Once the drug reaches the blood it partitions between the plasma and the red blood cells, the erythrocytes. Drug in plasma partitions between the plasma proteins (mainly albumin) and the plasma water. It is the free or unbound drug in plasma water, and not the drug bound to the proteins, that passes out of the plasma through the capillary endothelium and to tissues and hence the site(s) of action. Therefore, plasma protein binding is a critical parameter to consider when investigating the therapeutic effect of a drug molecule.

A dynamic equilibrium exists between the concentration of the drug in the blood plasma and the drug at its site(s) of action. This is what is termed distribution, the degree of which will depend largely on the physicochemical properties of the drug, in particular its lipophilicity.

The concentration of the drug in blood plasma depends on numerous factors.

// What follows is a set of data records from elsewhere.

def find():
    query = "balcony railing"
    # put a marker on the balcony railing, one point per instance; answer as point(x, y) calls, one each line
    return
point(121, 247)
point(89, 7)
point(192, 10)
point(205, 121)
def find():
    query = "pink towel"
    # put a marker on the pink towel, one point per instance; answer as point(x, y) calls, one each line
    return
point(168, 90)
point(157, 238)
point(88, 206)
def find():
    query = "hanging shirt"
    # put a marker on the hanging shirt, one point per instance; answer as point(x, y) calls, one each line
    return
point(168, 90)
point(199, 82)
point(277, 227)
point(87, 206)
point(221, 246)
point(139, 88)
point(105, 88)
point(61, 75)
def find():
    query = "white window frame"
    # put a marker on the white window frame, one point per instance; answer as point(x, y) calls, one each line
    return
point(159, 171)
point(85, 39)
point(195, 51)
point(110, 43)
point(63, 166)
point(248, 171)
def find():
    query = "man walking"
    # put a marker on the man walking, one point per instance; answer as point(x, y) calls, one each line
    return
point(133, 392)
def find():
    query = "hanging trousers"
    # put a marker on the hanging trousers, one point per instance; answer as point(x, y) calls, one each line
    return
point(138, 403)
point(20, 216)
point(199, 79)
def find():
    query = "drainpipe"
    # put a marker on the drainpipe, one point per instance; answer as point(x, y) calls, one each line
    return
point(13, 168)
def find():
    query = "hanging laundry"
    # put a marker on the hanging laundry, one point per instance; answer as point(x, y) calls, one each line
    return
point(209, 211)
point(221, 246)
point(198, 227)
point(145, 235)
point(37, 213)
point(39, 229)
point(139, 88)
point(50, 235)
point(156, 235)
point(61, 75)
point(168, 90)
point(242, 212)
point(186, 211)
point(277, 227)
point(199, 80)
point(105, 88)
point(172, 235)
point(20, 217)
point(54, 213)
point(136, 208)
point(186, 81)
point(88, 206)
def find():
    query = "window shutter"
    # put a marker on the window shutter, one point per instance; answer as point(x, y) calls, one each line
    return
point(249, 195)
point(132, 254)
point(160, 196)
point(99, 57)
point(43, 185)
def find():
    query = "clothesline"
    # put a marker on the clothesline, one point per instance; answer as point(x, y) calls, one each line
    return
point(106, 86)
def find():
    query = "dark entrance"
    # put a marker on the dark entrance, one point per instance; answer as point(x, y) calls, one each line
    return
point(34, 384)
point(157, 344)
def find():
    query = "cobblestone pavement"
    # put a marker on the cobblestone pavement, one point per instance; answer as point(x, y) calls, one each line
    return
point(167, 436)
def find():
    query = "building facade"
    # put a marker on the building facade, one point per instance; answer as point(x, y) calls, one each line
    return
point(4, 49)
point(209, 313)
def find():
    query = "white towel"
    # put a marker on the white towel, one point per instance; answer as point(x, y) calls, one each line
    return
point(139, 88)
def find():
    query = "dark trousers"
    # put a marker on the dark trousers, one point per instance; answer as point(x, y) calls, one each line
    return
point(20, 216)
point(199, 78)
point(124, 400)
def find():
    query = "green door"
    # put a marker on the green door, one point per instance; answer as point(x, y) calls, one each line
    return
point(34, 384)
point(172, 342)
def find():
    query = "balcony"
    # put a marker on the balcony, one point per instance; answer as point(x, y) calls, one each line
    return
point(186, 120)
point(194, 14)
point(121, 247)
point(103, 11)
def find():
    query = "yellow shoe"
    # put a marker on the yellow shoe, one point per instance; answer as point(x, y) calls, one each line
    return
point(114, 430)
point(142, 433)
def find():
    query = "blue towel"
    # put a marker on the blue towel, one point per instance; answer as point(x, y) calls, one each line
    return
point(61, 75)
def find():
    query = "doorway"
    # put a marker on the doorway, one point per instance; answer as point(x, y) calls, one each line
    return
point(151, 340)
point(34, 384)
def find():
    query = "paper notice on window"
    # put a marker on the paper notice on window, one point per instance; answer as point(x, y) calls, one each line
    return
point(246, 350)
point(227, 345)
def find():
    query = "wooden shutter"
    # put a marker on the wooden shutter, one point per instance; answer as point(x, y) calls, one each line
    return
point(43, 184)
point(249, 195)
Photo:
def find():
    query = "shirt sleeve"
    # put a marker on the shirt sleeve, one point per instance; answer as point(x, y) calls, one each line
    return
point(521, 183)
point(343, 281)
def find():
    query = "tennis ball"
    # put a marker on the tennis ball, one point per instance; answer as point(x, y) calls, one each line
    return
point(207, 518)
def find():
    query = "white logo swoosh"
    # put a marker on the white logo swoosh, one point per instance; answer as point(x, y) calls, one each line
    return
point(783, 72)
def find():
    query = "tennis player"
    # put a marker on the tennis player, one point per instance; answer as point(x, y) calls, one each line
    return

These include:

  • the amount of an administered dose that is absorbed and reaches the systemic circulation; 
  • the extent of distribution of the drug between the systemic circulation and other tissues and fluids (which is usually a rapid and reversible process) and 
  • the rate of elimination of the drug from the body.

The drug can either be eliminated unchanged, or be enzymatically  cleaved or biochemically transformed, in which case it is said to have been metabolized. 

The study and characterization of the time course of drug absorption, distribution, metabolism and elimination (ADME) is termed pharmacokinetics. In contrast, pharmacodynamics is the study of the biochemical and physiological effects of the drug on the body.

Many factors have been found to influence the rate and extent of absorption, and hence the time course of a drug in the plasma, and therefore at its site(s) of action. These include:
- the foods eaten by the patient, 
- the effect of the disease state on drug absorption, 
- the age of the patient, 
- the site(s) of absorption of the administered drug, 
- the co-administration of other drugs, 
- the physical and chemical properties of the administered drug, 
-the type of dosage form, 
- the composition and method of manufacture of the dosage form, 
- the size of the dose and the frequency of administration.